Tuesday, June 08, 2010

Travel itineraries from Flickr photo trails

Every once in a while, you hit a paper that seems like a startup waiting to happen. A paper that will be presented next week at HT 2010 by Yahoo Research is one of these.

The paper, "Automatic Construction of Travel Itineraries using Social Breadcrumbs" (PDF), cleverly uses the data often embedded in Flickr photos (e.g. timestamp, tags, sometimes GPS) to produce trails of where people have been in their travels. Then, they combine all those past trails to generate high quality itineraries for future tourists that tell them what to see, where to go, how long to expect to spend at each sight, and how long to allow for travel times between the sights.

Some excerpts from the paper:
Shared photos can be seen as billions of geo-temporal breadcrumbs that can promisingly serve as a latent source reflecting the trips of millions of users ... [We] automatically construct travel itineraries at large scale from those breadcrumbs.

By analyzing these breadcrumbs associated with a person's photo stream, one can deduce the cities visited by a person, which Points of Interest (POI) that the person took photos at, how long that person spent at each POI, and what the transit time was between POIs visited in succession.

By aggregating such timed paths of many users, one can construct itineraries that reflect the "wisdom" of touring crowds. Each such itinerary is composed of a sequence of POIs, with recommended visit times and approximate transit times between them.

[In surveys] users perceive our automatically generated itineraries to be as good as (or even slightly better than) itineraries provided by professional tour companies.
This reminds me quite a bit of the work on using GPS trails from mobile devices like phones (e.g. [1] or [2]) or search histories on maps (e.g. [3]). But, the use of Flickr photos as the data source is clever, especially for this application where the photos are also useful in the final output and the gaps in the data stream are not important.

Fun idea, nicely implemented, and very convincing results. Definitely worth a read. Don't miss the thoughts at the end on expansions to the idea, such as changing how the trails are filtered and aggregated based on individual preferences to generate personalized itineraries.


Marin Dimitrov said...

there was a similar paper from Microsoft at WWW'2010 - Equip Tourists with Knowledge Mined from Travelogues

Greg Linden said...

Hi, Marin, The big difference is the use of billions of Flickr photos, which is the interesting idea in this paper. The paper you cited used blogs as the data source.

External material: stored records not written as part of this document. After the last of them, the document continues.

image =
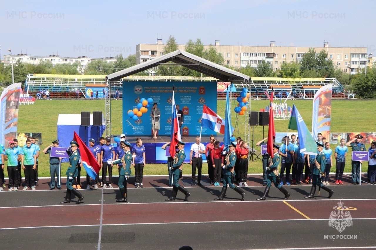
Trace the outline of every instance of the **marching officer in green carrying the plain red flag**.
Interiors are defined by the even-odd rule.
[[[278,149],[279,149],[279,146],[273,144],[273,158],[271,158],[270,166],[266,167],[265,169],[266,175],[267,175],[266,188],[265,188],[264,194],[256,200],[265,200],[266,197],[268,197],[271,182],[273,182],[274,186],[278,188],[285,195],[285,198],[283,198],[284,200],[287,200],[288,197],[290,197],[290,193],[288,193],[288,191],[279,184],[278,166],[281,161],[281,158],[279,156]]]

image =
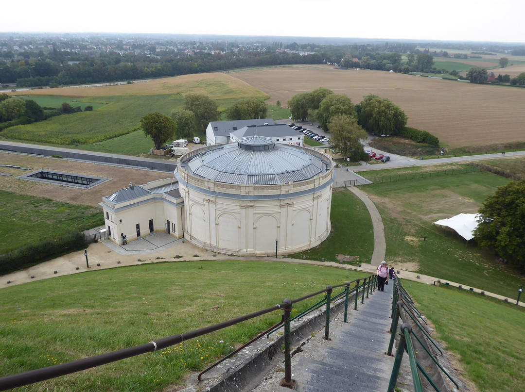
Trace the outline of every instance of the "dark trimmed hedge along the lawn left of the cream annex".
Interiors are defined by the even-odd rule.
[[[80,251],[87,244],[86,236],[80,231],[41,239],[0,255],[0,274],[9,274],[66,253]]]

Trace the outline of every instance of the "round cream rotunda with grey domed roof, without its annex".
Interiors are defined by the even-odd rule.
[[[261,136],[181,157],[184,237],[235,255],[290,254],[330,233],[333,164],[309,148]]]

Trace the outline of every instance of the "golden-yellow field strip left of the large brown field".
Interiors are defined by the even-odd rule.
[[[117,96],[117,95],[159,95],[159,94],[205,94],[212,99],[268,96],[248,83],[232,78],[224,73],[199,73],[181,75],[173,78],[153,79],[140,83],[94,86],[62,87],[23,92],[10,92],[12,95],[54,95],[67,97]]]

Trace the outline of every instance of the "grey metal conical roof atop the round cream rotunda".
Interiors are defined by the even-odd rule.
[[[194,176],[217,182],[273,185],[308,180],[325,173],[331,164],[301,148],[251,136],[206,150],[180,166]]]

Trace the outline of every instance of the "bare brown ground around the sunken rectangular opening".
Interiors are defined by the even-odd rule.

The thing to note in this HT2010 paper is the very clever idea of how Flickr photos can produce timestamped trails of movements, like coarse-grained GPS trails.

Steps said...

A related poster was also published at WWW'2010: Antourage: Mining Distance-Constrained Trips from Flickr.

Greg Linden said...

That WWW2010 poster does use Flickr photos, filtering for ones that have GPS tags on them, but only considers each photo in isolation; that poster does not generate timestamped trails of movements, duration of stays, and transition times.

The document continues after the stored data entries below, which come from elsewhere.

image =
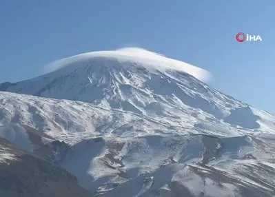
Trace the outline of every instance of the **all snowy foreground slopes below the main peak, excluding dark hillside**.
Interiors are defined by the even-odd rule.
[[[29,142],[29,126],[70,143],[72,147],[55,160],[96,195],[275,195],[275,120],[267,112],[241,110],[258,116],[256,123],[261,125],[243,129],[204,112],[164,118],[79,101],[0,93],[1,136],[14,143],[24,136],[22,140]],[[239,113],[232,111],[228,122],[243,118]],[[48,136],[43,139],[52,141]],[[22,143],[18,145],[33,145]]]

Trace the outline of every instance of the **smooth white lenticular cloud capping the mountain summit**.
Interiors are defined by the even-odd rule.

What I think is the very clever idea in the HT2010 paper is that you can build trails of where people have been, linking each photo together to form a path, by combining the timestamp and location (either explict or derived from tags) data. It's the breadcrumbs, the trails, the history that is new, clever, and apparently quite powerful.

MattHurst said...

I was very impressed to learn the student was able to actively collaborate with the Flickr team at Yahoo n this research. Do you think this might result in a real product that they could bring to the photo sharing service?